07 February 2014

disappearing time and other rambles

i don’t know what i seem to do with the time these days. i am always running out of time. while having accomplished very little. i am spending too much time doing NOTHING. or taking too long to do little things. i just finished reading ‘the last anniversary’ by liane moriarty, and one of the characters could spend an hour contemplating a carton of milk, without realizing the amount of time having passed (she was suffering from undiagnosed postnatal depression). i can relate. i am quite sure that i am not suffering from depression, (although i admit to feeling blue and down occasionally), so i just need to get my act together.. (but you know, the whole postnatal depression thing, people should be made more aware. they should inform you and your family at the hospital. this character in the story, it was so sad that no one in her family, not even her husband (well, not until much later), realized what was going on..) 
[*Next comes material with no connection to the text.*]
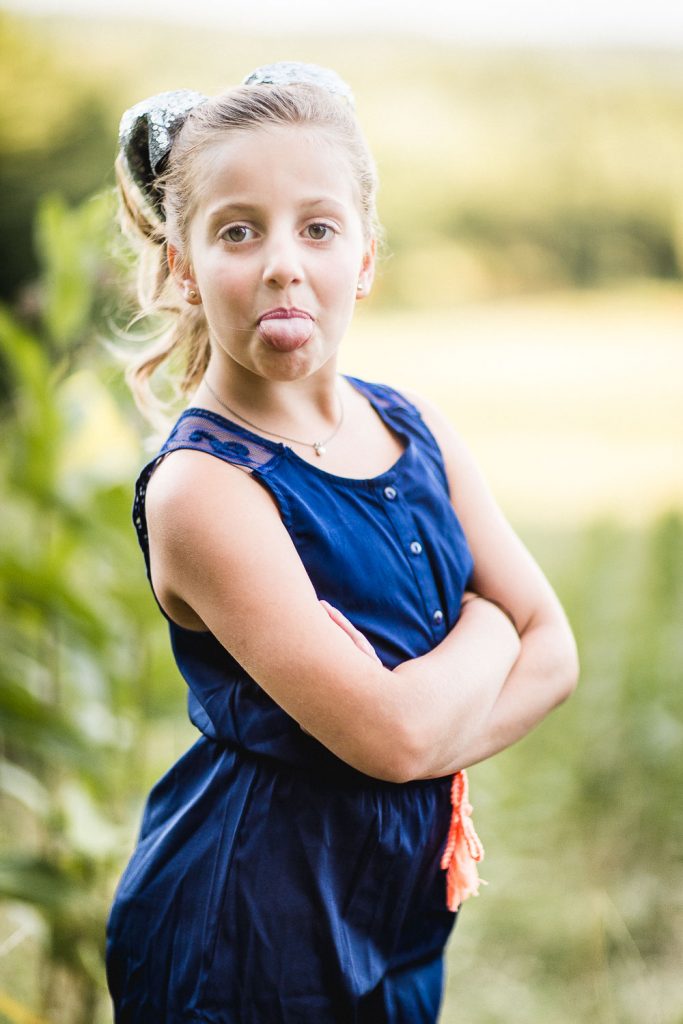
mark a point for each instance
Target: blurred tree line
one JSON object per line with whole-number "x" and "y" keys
{"x": 525, "y": 171}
anyways, related to this disappearing time that i am facing, is that i have not been blogging forever, even though i have several unfinished posts sitting in my draft folder, and many many ideas randomly going through my head. i decided today that i would just sit and spew it all out (well, not all, but some!). so please excuse the rambling and lengthy nature of this post. 
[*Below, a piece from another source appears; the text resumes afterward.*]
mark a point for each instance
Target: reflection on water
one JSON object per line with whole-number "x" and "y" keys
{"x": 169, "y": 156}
quite some time ago, i excitedly downloaded a daily workout app on my phone. when i used it for the first time, i started with a simple, 10 minute cardio workout, with essentially 10 different moves, all to be done for one minute. huh. i had forgotten how painful and long one minute can be.. pretty much all the moves requiring any form of jumping were impossible for me to do!! how on earth did i get so unfit?! not to mention all the weight i am putting on from the late night snacks i am 'forced' to eat due to the twins waking up several times each night.. ugh! apart from clothes not fitting me well, i am also concerned with the strain put on my body.. yes, we are getting older, and i suddenly have aches and pains that i thought i was immune to.. so, i will try to stick with this daily workout, at least until i can do all the moves comfortably, before heading on to something tougher. [so, it has been at least a month since i wrote this, and no, i never did the workout again :( i need to find a good time when i can do this, and then just stick with it. i know i can find 15 mins in my day for this.. if i could just stop blanking out hours at a time.. or stop playing so much scrabble and ruzzle. jeez.] 

another thing that i meant to do more of was write, and clearly, that is not happening either. aisha has a lovely post today on writing, and i REALLY need to follow her example of just sitting down and doing it. one of the reasons i procrastinate so much is that it is not always easy to get the rambling thoughts in my head into a coherent form on the screen. i know that it will get easier if i practice more, but this knowledge is not translating into action, despite my good intentions. again, i think i need to schedule a time for it, and then just do it. 

i am meant to be writing a book review for work, and while taking copious notes while reading the book, since i finished the book, i have yet to begin writing. i seriously need to kick my own butt. 

on a positive note, i asked a friend to write an article for work, and that has meant working with a friend! how fun :) 

the twins are 17 months now!! gosh gosh gosh. they babble a LOT, their vocab is constantly increasing and amazing me, as is their perception of the world around them. they crack me up daily, and every day i just want to hug them tight and bottle them up. all those people who kept telling me that babies are much better and easier when they are tiny and portable -but what about all the fun and interaction and giggling?? i loved them as babies when they just lay and flailed their limbs, but them being toddlers is so much more fun, and less anxiety prone for me. reading stories to them, drawing their favourite objects, watching them babble stories to each other or to themselves, watching them observe their surroundings and then trying to own them is so so precious and wonderful. alhumdolillah. (okay, their tantrums and aggression suck, but hey. that is for another post.)